Под действием чтения присылаемых ему текстов, а пуще того, благодаря упражнениям и новому образу жизни, Фёдор постигал сии сложнейшие категории не только умственно, но и всем своим существом. Он дал себе зарок насколько возможно перестать питать собой бесчеловечную Систему. Для этой цели ему понадобилось предпринять немало сложных внутренних решений и усилий. Он всё более переставал поддерживать любые иерархии и обесценил для себя понятия социального статуса – начиная равно относиться к олигарху и бомжу, чиновнику, силовику и гастрабайтеру, врачу и разносчику пиццы – без страха, возвеличивания и принижения – убирал иерархические вертикали из своих суждений, отмечая их вниманием, а далее снимая их значимость. В свои повседневные действия Фёдор Михалыч включал как можно больше импровизации и смены шаблонов – периодически ел левой рукой, вставал всякий раз с другой ноги, ходил разными походками, варьировал маршруты прогулок, подчас его можно было застать перемещавшимся вприпрыжку или донельзя замедленно, спиной или боком вперед, поющим и говорящим с собою различными интонациями, кривляющимся и непривычно жестикулирующим и, при всём том, плюющим на взгляды случайных встречных, каковым, вероятно, было гораздо в большей степени неловко, чем Феде.

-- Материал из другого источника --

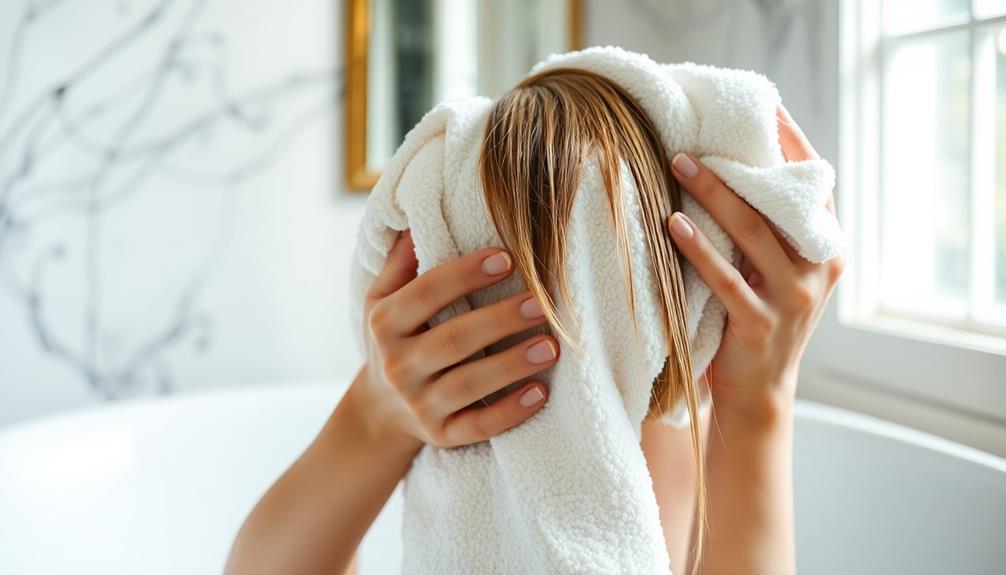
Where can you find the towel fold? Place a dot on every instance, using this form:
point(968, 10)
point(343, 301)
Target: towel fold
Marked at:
point(568, 491)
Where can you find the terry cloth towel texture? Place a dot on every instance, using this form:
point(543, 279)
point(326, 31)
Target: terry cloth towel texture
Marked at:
point(568, 491)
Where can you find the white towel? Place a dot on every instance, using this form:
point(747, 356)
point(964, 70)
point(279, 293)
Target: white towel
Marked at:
point(568, 491)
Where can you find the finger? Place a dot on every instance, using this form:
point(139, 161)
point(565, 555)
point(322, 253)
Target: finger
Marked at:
point(796, 147)
point(725, 280)
point(470, 382)
point(460, 337)
point(740, 221)
point(399, 268)
point(479, 423)
point(421, 300)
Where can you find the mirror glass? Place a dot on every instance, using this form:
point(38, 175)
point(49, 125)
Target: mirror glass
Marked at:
point(421, 52)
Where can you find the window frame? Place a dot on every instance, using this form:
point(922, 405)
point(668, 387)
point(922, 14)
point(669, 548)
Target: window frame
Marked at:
point(937, 363)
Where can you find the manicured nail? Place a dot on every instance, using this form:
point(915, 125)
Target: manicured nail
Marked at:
point(530, 309)
point(496, 263)
point(541, 352)
point(531, 397)
point(680, 226)
point(684, 165)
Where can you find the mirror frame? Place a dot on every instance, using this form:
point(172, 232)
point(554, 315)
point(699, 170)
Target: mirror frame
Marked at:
point(358, 176)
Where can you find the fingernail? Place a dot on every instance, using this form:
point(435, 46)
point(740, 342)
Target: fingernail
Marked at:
point(684, 165)
point(496, 263)
point(531, 397)
point(530, 309)
point(680, 226)
point(541, 352)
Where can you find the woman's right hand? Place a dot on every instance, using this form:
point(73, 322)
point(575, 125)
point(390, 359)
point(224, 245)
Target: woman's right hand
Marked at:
point(416, 387)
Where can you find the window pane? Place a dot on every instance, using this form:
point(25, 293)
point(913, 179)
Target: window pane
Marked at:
point(906, 15)
point(1000, 162)
point(989, 8)
point(925, 229)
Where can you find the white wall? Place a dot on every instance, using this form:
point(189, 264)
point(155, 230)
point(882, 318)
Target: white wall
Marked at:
point(278, 243)
point(795, 44)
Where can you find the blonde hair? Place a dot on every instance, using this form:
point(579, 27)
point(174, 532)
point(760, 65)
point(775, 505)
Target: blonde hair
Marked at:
point(537, 139)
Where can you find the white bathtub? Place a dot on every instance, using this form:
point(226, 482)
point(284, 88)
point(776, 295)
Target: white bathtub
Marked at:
point(160, 487)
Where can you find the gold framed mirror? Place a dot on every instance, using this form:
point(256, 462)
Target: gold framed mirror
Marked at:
point(402, 56)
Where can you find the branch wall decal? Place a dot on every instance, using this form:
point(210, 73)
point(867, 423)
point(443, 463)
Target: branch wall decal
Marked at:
point(125, 143)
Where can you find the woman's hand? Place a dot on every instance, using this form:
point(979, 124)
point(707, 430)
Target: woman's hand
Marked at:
point(416, 387)
point(774, 302)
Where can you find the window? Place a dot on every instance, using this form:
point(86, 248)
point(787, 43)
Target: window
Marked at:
point(918, 335)
point(926, 124)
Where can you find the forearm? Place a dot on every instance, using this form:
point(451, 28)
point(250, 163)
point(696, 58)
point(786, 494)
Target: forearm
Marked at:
point(749, 482)
point(313, 518)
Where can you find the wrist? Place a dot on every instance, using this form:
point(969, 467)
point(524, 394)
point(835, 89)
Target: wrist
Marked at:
point(372, 423)
point(765, 408)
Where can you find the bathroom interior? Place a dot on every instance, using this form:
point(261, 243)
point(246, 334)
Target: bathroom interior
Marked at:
point(181, 184)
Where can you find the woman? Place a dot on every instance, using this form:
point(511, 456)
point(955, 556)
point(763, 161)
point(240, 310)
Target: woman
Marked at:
point(312, 520)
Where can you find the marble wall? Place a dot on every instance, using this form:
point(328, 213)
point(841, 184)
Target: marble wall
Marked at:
point(171, 208)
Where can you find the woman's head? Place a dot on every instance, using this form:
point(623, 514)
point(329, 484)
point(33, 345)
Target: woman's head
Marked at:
point(538, 139)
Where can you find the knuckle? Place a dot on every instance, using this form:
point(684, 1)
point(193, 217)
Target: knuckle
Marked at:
point(422, 407)
point(395, 372)
point(477, 429)
point(765, 326)
point(452, 341)
point(803, 299)
point(501, 318)
point(439, 438)
point(426, 294)
point(464, 383)
point(730, 283)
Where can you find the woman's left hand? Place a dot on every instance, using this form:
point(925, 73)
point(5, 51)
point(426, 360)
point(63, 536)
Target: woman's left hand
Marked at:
point(774, 302)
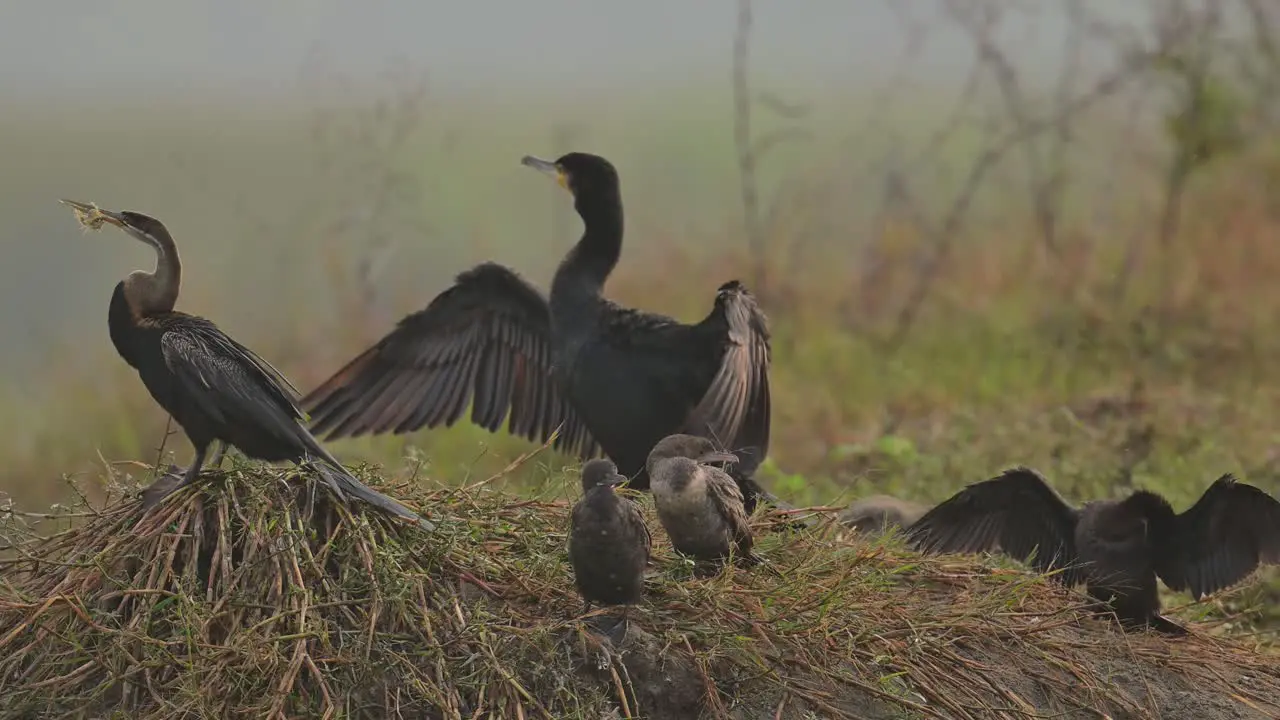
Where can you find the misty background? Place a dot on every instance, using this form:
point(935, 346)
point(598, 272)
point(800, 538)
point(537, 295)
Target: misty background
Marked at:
point(300, 150)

Нашему герою даже полюбилось разрывать шаблоны поведения – например, громко петь на улице среди бела дня, заводить короткие беседы с незнакомыми людьми – встречавшимися на улице или в магазине, от души оказывать комплименты встречным женщинам, запросто улыбаться прохожим. Нарушение простых запретов – даже самых элементарных – есть в кафе ложкой, вместо вилки, перейти улицу на красный свет или в необозначенном месте, при условии, что нет угрозы и машины далеко – всё это придавало довольно много сил, а чавкать при еде, тем паче – пукнуть в общественном месте – сие являлось уже высоким пилотажем, особливо, ежели при этом не испытать стыда. Ведь посредством этих, по сути достаточно простых запретов, Система получала огромный энергетический куш – в виде готовности к любой степени послушания огромного числа так называемых «воспитанных» людей. Фёдор же, за короткое время научился вести себя максимально ребячливо, как давно, признаться, не вёл.